Sepertinya tak ada tempat yang lebih indah bagi kami selain di warung lesehan dekat rel kereta. Bahkan restoran paling bergengsi yang pernah aku datangi, tak ada apa-apanya dibanding segelas susu jahe ditemani sepoi angin malam, berdua denganmu. Setiap ada kesempatan, berdua kita ke sana. Membicarakan perbedaan-perbedaan kita, jarak-jarak antara kita. Bukannya harapan-harapan untuk dapat bersatu. Unik memang.
Hatiku sering sakit karenamu, mungkin kamu juga. Hatiku sering sakit karena jarak kita, mungkin kamu juga. Begitulah cara kita saling mencintai. Bahkan tidak cukup itu, kita juga menyempurnakan jarak-jarak itu dengan menghadirkan perempuan lain bagimu, dan laki-laki lain bagiku. Yach, hanya untuk saling menunjukkan bahwa kita tidak saling membutuhkan. Tapi nyatanya justru membuat perasaanku semakin sempurna kepadamu, padahal kamu sama sekali tidak mencerminkan tipe pria idaman. Jauh dari kehidupan yang mapan, penampilan yang terkesan seranpangan, tidak romantis dan cuek. Tapi kekurangan-kekuranganmu itu yang mungkin memikatku.
Aku mencintaimu, walaupun moment-moment bersejarah kita hanya sebatas duduk berdua di bangku depan kampus pada malam-malam kita, ngobrol di ruang redaksi majalah, di ruang tamu kostku, dan juga di warung lesehan dekat rel kereta. Tapi aku menikmati setiap jengkal waktu bersamamu. Bercerita, bercengkrama, dan berusaha saling menepis kegelisahan-kegelisahan hati.

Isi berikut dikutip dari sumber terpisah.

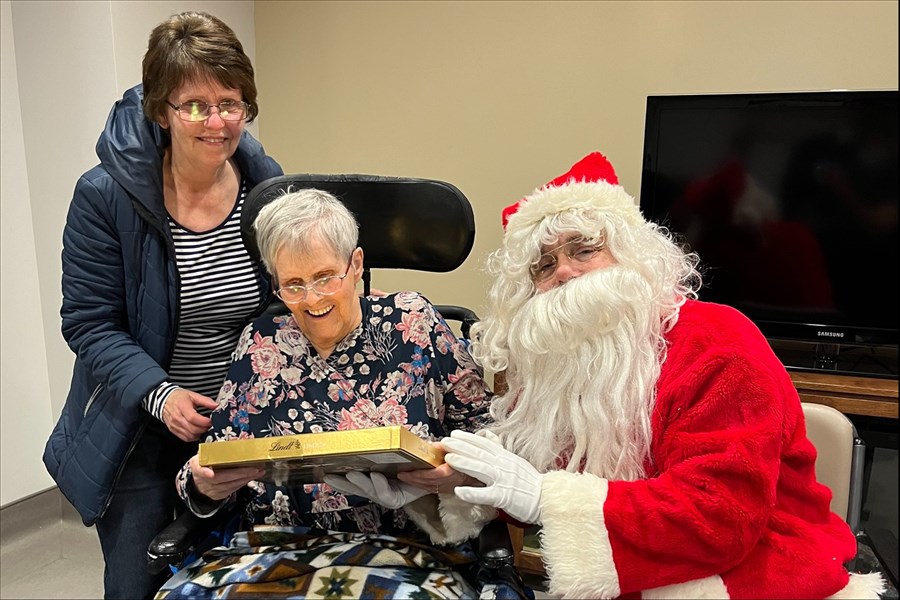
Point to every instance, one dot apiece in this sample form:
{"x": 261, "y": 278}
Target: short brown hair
{"x": 194, "y": 46}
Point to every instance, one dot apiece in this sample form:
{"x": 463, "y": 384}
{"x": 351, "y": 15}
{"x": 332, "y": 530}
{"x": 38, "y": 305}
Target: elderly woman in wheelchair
{"x": 338, "y": 360}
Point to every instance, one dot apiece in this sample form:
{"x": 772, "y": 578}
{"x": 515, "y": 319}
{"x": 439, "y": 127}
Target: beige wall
{"x": 500, "y": 97}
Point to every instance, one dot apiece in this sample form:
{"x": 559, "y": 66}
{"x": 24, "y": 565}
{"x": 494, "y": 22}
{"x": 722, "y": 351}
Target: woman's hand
{"x": 219, "y": 485}
{"x": 181, "y": 417}
{"x": 389, "y": 493}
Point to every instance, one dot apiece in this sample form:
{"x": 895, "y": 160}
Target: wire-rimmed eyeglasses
{"x": 195, "y": 111}
{"x": 579, "y": 249}
{"x": 325, "y": 286}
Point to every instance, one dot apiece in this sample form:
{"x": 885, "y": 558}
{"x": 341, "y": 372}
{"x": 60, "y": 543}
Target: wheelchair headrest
{"x": 420, "y": 224}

Aku masih ingat obrolan-obrolan kita dekat rel itu.
“Setelah selesai kuliah, kamu mau ke mana, May?” Kamu membuka obrolan.

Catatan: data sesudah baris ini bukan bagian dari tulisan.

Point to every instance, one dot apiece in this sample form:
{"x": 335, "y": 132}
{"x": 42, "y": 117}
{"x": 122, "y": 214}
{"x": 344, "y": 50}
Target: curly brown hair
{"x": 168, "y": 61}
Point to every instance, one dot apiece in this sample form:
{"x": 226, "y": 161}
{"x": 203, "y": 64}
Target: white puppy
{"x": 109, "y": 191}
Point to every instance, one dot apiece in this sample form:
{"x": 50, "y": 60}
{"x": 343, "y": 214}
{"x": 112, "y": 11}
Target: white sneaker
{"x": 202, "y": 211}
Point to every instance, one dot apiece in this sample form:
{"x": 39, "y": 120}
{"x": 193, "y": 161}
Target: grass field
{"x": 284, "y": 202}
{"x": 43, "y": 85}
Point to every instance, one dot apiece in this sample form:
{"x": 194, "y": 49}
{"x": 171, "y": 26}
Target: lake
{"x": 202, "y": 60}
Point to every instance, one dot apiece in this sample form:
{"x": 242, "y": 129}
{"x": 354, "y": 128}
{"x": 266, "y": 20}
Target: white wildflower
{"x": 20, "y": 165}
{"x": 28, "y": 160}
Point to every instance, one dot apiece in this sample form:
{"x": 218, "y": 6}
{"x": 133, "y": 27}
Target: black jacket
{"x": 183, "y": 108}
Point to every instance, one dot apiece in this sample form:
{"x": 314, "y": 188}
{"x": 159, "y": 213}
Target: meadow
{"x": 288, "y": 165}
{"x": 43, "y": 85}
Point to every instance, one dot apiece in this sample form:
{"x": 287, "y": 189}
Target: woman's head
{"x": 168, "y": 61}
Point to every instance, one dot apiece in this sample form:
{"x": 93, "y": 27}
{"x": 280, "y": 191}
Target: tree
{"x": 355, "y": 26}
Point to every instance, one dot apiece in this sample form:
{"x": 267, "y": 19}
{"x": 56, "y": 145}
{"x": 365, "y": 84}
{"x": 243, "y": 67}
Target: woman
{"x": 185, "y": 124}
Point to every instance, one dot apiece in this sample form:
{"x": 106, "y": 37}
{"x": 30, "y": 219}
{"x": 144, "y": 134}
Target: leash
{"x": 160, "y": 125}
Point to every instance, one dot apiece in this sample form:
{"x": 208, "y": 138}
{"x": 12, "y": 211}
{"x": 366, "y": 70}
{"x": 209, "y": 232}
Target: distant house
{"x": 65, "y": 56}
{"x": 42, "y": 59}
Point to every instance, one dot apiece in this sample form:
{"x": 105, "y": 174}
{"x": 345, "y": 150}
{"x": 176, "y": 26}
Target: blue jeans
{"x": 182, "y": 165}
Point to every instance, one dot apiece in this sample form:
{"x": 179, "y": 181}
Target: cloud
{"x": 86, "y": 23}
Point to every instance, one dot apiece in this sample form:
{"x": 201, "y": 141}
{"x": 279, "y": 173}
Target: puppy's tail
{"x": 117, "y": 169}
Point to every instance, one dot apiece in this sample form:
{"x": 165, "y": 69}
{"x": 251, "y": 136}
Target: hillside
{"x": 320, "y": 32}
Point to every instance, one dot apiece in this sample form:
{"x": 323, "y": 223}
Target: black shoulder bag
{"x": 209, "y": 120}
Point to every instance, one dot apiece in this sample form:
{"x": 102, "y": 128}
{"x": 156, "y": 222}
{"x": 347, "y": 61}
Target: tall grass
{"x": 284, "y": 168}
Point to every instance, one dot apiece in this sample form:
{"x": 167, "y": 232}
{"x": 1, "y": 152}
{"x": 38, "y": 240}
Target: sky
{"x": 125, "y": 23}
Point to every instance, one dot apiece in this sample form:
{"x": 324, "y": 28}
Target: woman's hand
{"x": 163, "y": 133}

“Pengennya aku ngelanjutin ke S2. Tapi kata ortuku setelah S1 ini sebaiknya menikah dulu, baru boleh melanjutkan ke S2 & S3” Jawabku apa adanya, karena aku selalu terbuka padamu hampir semua hal. Kecuali satu hal mungkin, aku tidak pernah mengakui kepada siapapun apalagi kepadamu tentang perasaanku. Seperti biasa kamu tersenyum tipis.
“Dijodohkan atau nyari sendiri?” Tanyamu sedikit menggoda
“Paling banter dijodohkan” Jawabku ngawur sambil tertawa, walaupun, bisa jadi begitu.
“Kemungkinan dijodohkan berapa persen?”
“Berapa persen ya?” Aku sok mikir “ 70% kali ….” Jawabku semakin ngawur
“Wah seru dong kalo dijodohkan. Berarti peluang untuk nyari pasangan sendiri cuma 30% dong.” Komentarmu antusias.